Genelkurmay Başkanı Orgeneral Necdet Özel’in pazartesi günü Anadolu Ajansı’na yaptığı açıklama ile ilgili Ankara kulislerinde konuşulanı dün yazmıştım.
Ankara’da o açıklamanın, aynı gün Genelkurmay Karargâhı’nda gerçekleşen ‘orgeneraller toplantısı’ndan sonra yapıldığı konuşuluyordu.
Genelkurmay Genel Sekreteri Tuğgeneral Metin Özbek aradı dün.
“Murat Bey, Sayın Komutanımız size bir bilgi iletmemi emretti. Evet o gün komutanlarımız Karargâh’ta bir toplantı yaptılar ancak o toplantının başlangıç saati 15.00’ti. Komutanımız, Anadolu Ajansı’na gönderdiği açıklamasını pazartesi sabahı, bizzat kaleme aldığını bilmenizi istedi.”

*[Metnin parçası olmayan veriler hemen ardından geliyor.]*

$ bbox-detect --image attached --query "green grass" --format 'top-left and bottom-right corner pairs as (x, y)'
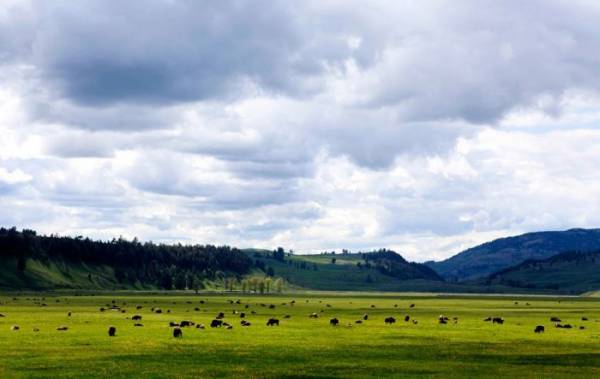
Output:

Yani Orgeneral Özel’in ilettiği, “Ben o açıklamayı, silah arkadaşlarımın telkin ya da bilgilendirmesinden önce yazmıştım” mesajıydı.
Gelelim o açıklamanın yankılarına...
Önce Engin Alan, dün de yine cezaevinde bulunan emekli Orgeneral Bilgin Balanlı ve arkadaşlarından gelen cevaplar gösteriyor ki, Org. Özel’in üzerinde ciddi bir ‘istifa baskısı’ var.
Ancak ortada bir de şu gerçek var:
Özel’in bu günlerde silah arkadaşlarının bir bölümü tarafından tepki ile karşılanan üslubu ve anlayışı yeni değil.
Göreve geldiği gün ne dediyse, bugün aynı noktada Necdet Özel.
Beğenip beğenmemek, desteklemek ya da karşısında olmak ayrı konu; Özel, istikrarını koruyor.
Bu durumun kanıtı da, aşağıda özetini okuyacağınız yazı.
“Yaklaşık bir buçuk ay önce... 19 Kasım 2011 Cumartesi günü.
Yer, başkent Ankara’da, Genelkurmay Karargâhı.
Genelkurmay Başkanı Orgeneral Necdet Özel, yıllık olağan ‘General-Amiral Semineri’nin açış konuşması için kürsüde.
Özel, salonu dolduran silah arkadaşlarına hitap ediyor. Türkiye’deki -her rütbeden- bütün general ve amirallere.
Orgeneral Özel’in uzun konuşmasındaki bazı bölümler önümüzdeki döneme ilişkin çok önemli mesajlar içeriyor.
Türk Silahlı Kuvvetleri’nin (TSK) başındaki isim -mealen- ‘Üniforma bize bir ayrıcalık sağlamıyor. Bizler de, siviller gibi, bu ülkeyi yöneten seçilmişlerin emrinde çalışan bürokratlarız’ diyor.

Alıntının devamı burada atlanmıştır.